SNES FORCE #6 - TEST DE 1993 - 90 % sur 100 % : « Peu importe vos goûts musicaux, si on vous passe un morceau de rock classique, vous ne pourrez pas vous empêcher de taper du pied. Pour ma part, je préférerais conduire une mini le restant de mes jours plutôt que d’écouter du Black Sabbath, mais quand l’intro de "Paranoid" retentit, impossible de ne pas bouger la tête. Et si la bande-son est pour beaucoup dans le charme de ce titre, le reste du jeu n’est pas en… reste. N’y allons pas par quatre chemins : Rock N Roll Racing est le meilleur jeu de course en face à face jamais sorti, capable de transformer les amoureux de musique folk pacifiques en véritables psychopathes du volant. Hyper cool ! » -Chris 

À l’origine, Rock N Roll Racing semblait destiné à être un jeu de course lambda parmi tant d’autres. Blizzard, qui s’appelait alors « Silicon & Synapse », avait sorti un jeu de course intitulé RPM Racing (pour « Radical Psycho Machine Racing ») sur Super Nintendo, et planchait sur une suite. Cependant, après une idée de génie soufflée par Brian Fargo, de chez Interplay, et l’obtention de licences de tubes de heavy metal en version MIDI (un détail qui fera toute la différence), le potentiel RPM Racing II est resté au garage, et Rock N Roll Racing est devenu son successeur spirituel... avec un nouveau titre qui claque. Mais à la base, l’intention n’était pas d’inclure une sélection de morceaux populaires du genre. D’après Allen Adham, cofondateur de Blizzard, l’équipe avait d’abord approché l’immense groupe de rock ’n’ roll ZZ Top, afin de créer ce qui aurait pu s’appeler « ZZ Top’s Racing ». Or, étant donné que la popularité du trio était alors à son paroxysme, il fut décidé d’opter pour une stratégie plus économique. 

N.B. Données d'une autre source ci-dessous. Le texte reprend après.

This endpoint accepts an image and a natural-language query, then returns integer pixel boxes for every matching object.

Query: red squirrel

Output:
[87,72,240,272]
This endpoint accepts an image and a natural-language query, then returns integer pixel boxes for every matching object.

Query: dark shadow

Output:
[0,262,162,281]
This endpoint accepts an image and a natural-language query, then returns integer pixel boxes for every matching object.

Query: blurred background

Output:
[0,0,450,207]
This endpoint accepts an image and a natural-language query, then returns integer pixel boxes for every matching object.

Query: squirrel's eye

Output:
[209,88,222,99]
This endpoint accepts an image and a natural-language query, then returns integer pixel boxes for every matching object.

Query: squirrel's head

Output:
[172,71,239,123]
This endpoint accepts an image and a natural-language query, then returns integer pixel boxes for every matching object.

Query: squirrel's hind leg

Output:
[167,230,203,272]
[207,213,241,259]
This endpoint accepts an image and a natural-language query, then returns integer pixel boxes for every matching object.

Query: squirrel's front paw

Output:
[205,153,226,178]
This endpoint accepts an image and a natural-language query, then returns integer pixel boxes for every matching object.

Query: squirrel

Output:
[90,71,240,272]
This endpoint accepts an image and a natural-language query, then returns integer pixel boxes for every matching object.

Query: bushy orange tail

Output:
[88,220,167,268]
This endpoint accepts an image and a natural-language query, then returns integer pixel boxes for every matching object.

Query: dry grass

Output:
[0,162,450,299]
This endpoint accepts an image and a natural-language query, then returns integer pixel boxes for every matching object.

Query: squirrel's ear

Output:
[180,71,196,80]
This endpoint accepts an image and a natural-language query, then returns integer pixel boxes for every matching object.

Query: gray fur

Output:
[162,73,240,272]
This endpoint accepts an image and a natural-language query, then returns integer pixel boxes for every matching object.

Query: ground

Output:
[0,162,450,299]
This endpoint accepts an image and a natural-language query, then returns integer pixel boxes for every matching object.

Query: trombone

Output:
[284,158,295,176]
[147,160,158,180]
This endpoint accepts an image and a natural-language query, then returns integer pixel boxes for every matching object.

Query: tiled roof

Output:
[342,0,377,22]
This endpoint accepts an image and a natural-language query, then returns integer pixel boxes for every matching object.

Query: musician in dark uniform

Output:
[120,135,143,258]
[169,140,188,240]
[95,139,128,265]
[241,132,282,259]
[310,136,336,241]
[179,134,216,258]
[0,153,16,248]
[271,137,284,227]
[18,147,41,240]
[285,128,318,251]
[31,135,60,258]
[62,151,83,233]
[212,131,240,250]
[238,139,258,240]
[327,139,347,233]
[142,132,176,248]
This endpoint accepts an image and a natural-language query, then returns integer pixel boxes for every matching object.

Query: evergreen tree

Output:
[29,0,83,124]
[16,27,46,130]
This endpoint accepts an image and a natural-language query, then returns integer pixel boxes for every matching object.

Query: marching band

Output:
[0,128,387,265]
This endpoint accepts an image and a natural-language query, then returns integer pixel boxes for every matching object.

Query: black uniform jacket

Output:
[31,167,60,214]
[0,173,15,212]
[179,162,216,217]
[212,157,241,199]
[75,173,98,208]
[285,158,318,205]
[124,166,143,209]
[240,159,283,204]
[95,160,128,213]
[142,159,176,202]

Au début du développement de Rock N Roll Racing, l’entreprise était composée d’une dizaine de personnes, occupées à programmer, dessiner et écrire dans une pièce « à peu près aussi grande que mon appartement, » se souvient Bob Fitch, qui fut engagé en 1993 pour participer à la programmation de Rock N Roll Racing, et qui occupe aujourd’hui le poste de directeur technique chez Blizzard. Lors d’une interview pour la BlizzCon 2016, la description qu’a fait Bob de sa candidature résume parfaitement la philosophie de Blizzard au début des années 90 : « Je me suis pointé avec un t-shirt orné devant d’un diable de Tasmanie dévorant un symbole peace and love, et derrière du message "J’adore les déchets toxiques". En me voyant, je crois qu’ils ont dû se dire "ouais, ce type va bien s’intégrer ici". »  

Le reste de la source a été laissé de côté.